A female photojournalist, Masarat Zehra, was abused and accused of a being an “informer” of the army in Kashmir today, after she posted her photograph covering a gunfight between militants and the forces on social media. Zehra a post-graduate student of journalism at a university in Srinagar, also works as a freelance photojournalist. The 24-year-old has covered several protests, clashes and gunfights in Kashmir over the last two years.

The debate over her picture sparked when a few social media users shared her picture, claiming she was an informer of the army. But many came in support of Zehra, calling her brave and a promising budding professional.

The Kashmir Walla’s Yashraj Sharma spoke to Masarat Zehra over phone a short while ago.

How long have you been working as a photojournalist in Kashmir?

I have been working in the field for two years. You can find my work on international publication Getty images and others.

There are not many female photojournalists working in the field in Kashmir, is it difficult for you?

They discriminate between male and female. Kashmir is a male dominated society. Even my family is very conservative and they don’t support me in my work. As you know, nobody stood with Kamran Yousuf, I know that no one will stand for me either. I also spoke to photojournalist press association in Srinagar. They said, you are freelancer nobody will stand by you. Whenever, I’m in the field everybody stares at me. Sometimes I feel like I’m an alien. There are numerous issues while working in the field, if I’m shooting from stone throwers side, forces think I’m with them, and if I shoot from forces’ side, locals think I’m an informer. It is male dominated industry and you have to work with them all the time. They look at you with a different eye, either forces or stone throwers. It is a patriarchal set up. They ask us, ‘Why are you doing this, this is a boy’s job? Aren’t there enough boys in the field already? A girl cannot do this job of photojournalist?’

[quote_center]It is a patriarchal set up. They ask us, ‘Why are you doing this, this is a boy’s job? Aren’t there enough boys in the field already? A girl cannot do this job of photojournalist?'[/quote_center]

With this photograph of you being shared over social media of a recent gunfight, what do you have to say?

They called me an informer. But how can an informer post her own picture? They said, I’m an informer. They didn’t check my profile. People might throw stones at me. People will infiltrate my house think that I’m an informer and hurt me and my family in someway. This will definitely demoralize the upcoming female photojournalists from joining the field.

What do you want to tell those who abused you and called you an “informer”?

I just want to tell them to please cross-check the information and its credibility before posting it online.
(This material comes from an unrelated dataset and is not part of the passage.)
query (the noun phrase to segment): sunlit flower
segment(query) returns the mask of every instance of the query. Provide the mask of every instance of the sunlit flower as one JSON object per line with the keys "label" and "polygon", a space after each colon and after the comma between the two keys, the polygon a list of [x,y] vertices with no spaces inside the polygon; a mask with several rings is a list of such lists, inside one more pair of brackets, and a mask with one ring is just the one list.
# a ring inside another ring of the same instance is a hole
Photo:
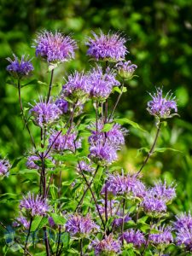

Social media is a very big platform, everyone is watching you.

This was the photograph shared by Zehra with caption: “Gun vs Camera. At a gun battle site. when you got shoot by your colleagues camera.” Photo courtesy: Masarat Zehra

How did your family react to this controversy over the photograph?

Someone told my mother that your daughter is injured, she sounded worried over the phone. I will only know their reaction when I reach home in the evening.

How do you see journalism in Kashmir?

There should be some norms and guidelines for freelancers from the press associations. All the places are occupied by big male names in Kashmir’s media industry. There are no recognition for interns and photojournalists. They blame us, the juniors, that we don’t know how things work here.

What was the most recent issues you faced with government forces while on field?

A month ago, I was covering stone throwing at Islamia college, the police’s Station House Officer on duty asked me to shut-down my camera otherwise he will snatch it. I even showed my press card but he didn’t recognize it. He manhandled me and snatched my camera and also tried to snatch my card but I didn’t let it loose. I tried to avoid any verbal conflict with him; he might target me later with pellets or even bullet.

How do you see yourself in this industry then?

I bring female perspective to the conflict, it is important. And that is why more women should come up. On the photograph controversy, the President of Photojournalist’s Association in Kashmir told me that I am a student and he can’t consider me as a photojournalist. “If you wanna file case against someone, association will not stand with you,” he told me.